See the questions HERE.

1. Before the Civil War and, in some cases, for years after, the names of jockeys were omitted from charts of races. When jockeys were identified – mostly in the North – often only the first names were used.

Among the most famous jockeys at the time was Gilbert Watson Patrick, a tiny man who became a darling of the press and the most famous rider of the era when he began winning races with regularity in the late 1830s.

Friends around the stables called him “Gilpatrick,” and that is how his name usually appeared, whenever jockeys were identified.

Patrick won the inaugural Travers Stakes aboard Kentucky, and three years later won the race again aboard the filly Ruthless. Earlier that year, Patrick guided Ruthless to victory at Jerome Park in the first running of the Belmont Stakes.

Patrick rode for more than 40 years and was regularly aboard some of the greatest horses of the 19th century, including Boston and that colt’s most famous offspring, Lexington.

Boston, Lexington, and Kentucky are all Hall of Fame members. Patrick was enshrined in the Hall in 1970.

2. The Whitney entry in the 1920 Travers included Upset, the only horse to ever beat Man o’ War (in the 1919 Sanford Memorial Stakes) and John P. Grier, who gave Man o’ War his toughest challenge that year in the Dwyer Stakes at Aqueduct – drawing even in the stretch for a moment with the big red horse.

Trainer James Rowe’s plan to have John P. Grier tire Man o’ War early and set it up for Upset’s closing run didn’t pan out. Man o’ War took the lead from the start and was eased in the final sixteenth.

Man o’ War’s regular pilot in 1920, Clarence Kummer, was injured in July at Aqueduct. Earl Sande rode Man o’ War in the Miller Stakes and then left for Canada when Kummer was expected back for the Travers.

The doctors recanted and refused to allow Kummer to ride in the Travers, so owner Samuel Riddle turned to Andy Schuttinger.

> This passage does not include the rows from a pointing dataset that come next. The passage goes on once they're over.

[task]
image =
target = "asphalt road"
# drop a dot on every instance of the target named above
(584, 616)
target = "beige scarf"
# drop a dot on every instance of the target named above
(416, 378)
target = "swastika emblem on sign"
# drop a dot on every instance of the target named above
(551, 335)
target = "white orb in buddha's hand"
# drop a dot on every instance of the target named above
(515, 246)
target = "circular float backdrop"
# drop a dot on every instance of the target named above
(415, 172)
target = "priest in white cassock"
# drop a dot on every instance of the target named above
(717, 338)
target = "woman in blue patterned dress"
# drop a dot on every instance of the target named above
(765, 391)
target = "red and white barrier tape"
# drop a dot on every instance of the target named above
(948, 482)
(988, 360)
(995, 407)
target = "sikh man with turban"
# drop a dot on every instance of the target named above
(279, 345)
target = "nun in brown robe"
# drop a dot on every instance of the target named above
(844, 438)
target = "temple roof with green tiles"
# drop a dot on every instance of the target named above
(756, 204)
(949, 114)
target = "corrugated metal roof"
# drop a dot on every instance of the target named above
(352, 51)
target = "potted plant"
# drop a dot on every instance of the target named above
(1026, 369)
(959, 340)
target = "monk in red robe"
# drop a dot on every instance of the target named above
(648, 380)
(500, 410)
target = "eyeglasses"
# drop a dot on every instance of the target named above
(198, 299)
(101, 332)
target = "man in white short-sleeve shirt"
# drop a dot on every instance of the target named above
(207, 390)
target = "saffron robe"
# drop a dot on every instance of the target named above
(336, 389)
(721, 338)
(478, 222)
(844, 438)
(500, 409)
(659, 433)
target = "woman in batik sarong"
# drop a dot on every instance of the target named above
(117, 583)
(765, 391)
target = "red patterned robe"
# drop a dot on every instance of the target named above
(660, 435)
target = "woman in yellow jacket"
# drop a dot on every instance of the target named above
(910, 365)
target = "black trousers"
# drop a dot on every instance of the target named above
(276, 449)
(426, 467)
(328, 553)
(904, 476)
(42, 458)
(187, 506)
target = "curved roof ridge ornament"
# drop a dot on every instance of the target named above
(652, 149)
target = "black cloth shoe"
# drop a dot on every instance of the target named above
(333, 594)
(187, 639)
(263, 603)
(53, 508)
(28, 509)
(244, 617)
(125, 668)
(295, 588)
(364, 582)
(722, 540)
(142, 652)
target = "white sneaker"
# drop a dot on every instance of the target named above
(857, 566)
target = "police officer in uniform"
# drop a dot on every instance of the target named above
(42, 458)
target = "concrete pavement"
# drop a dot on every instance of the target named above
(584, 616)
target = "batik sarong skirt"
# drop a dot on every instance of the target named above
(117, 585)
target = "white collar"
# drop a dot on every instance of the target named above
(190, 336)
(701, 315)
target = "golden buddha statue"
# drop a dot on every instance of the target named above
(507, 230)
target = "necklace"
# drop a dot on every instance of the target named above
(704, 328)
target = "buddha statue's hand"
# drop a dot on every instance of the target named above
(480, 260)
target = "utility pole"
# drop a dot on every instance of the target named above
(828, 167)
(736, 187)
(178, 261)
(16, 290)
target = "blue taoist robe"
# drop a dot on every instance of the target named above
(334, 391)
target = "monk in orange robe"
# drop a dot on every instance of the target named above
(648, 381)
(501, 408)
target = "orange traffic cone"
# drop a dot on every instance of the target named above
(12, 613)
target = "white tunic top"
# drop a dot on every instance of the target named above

(In 1939, Riddle’s wife donated the gold cup Man o’ War won in his final race – a match with Sir Barton – to Saratoga, and it has since then been presented to the winning owner after the Travers. Beginning in 1959, instead of keeping the irreplaceable trophy for one year, the winning Travers owner was given a replica.)

3. Arnold Rothstein was one of the most flamboyant gamblers of the early 20th century, and many historians view him as the founder of modern crime.

In 1921, Rothstein’s horse Sporting Blood was entered in the Travers Stakes. The only other expected entrant was Harry Payne Whitney’s filly Prudery, the winner of the Alabama Stakes and the likely heavy favorite. But Rothstein knew Prudery was ailing.

On race day, Belmont Stakes winner Grey Lag was a surprise entry. Rothstein had messengers around the country bet heavily with illegal handbooks on his horse, which was the third choice with ontrack bookmakers.
Then, Grey Lag was mysteriously scratched at the last minute. Sporting Blood beat Prudery (who was odds of 2-7 with the track bookmakers). Rothstein collected the winner’s purse of $10,275 and reportedly $450,000 from bookies around the country.

4. Of the 11 winners of racing’s Triple Crown, only Whirlaway in 1941 won the Travers Stakes.

In 1930, Gallant Fox was involved in one of the most stunning upsets in racing history when he was beaten by eight lengths in the Travers by 100-1 shot Jim Dandy.

The most recent Triple Crown winner, Affirmed, scored a 1 3/4-length victory in the 1978 Travers, but was disqualified for interfering with his longtime rival, Alydar, who was placed first.

The other eight Triple Crown winners did not contest the Travers.

5. Regularly ranked among the top 10 females of the 20th century, Cicada was voted champion of her division three consecutive years, the first female to accomplish that feat.

A winner of 18 stakes races, her most impressive race may have been a loss to Ridan in the 1962 Florida Derby. After opening up a four-length lead, the filly was collared by Ridan at the top of the stretch, but she dug in, and the duo fought doggedly the entire length of the stretch before Ridan won by a nostril.

In the Travers, Cicada swerved coming out of the gate, failed to gain traction, and never was in contention.

Correction: An earlier version of this story incorrectly identified the ethnicity of jockey Gilbert Watson Patrick. He was of English descent, not African-American.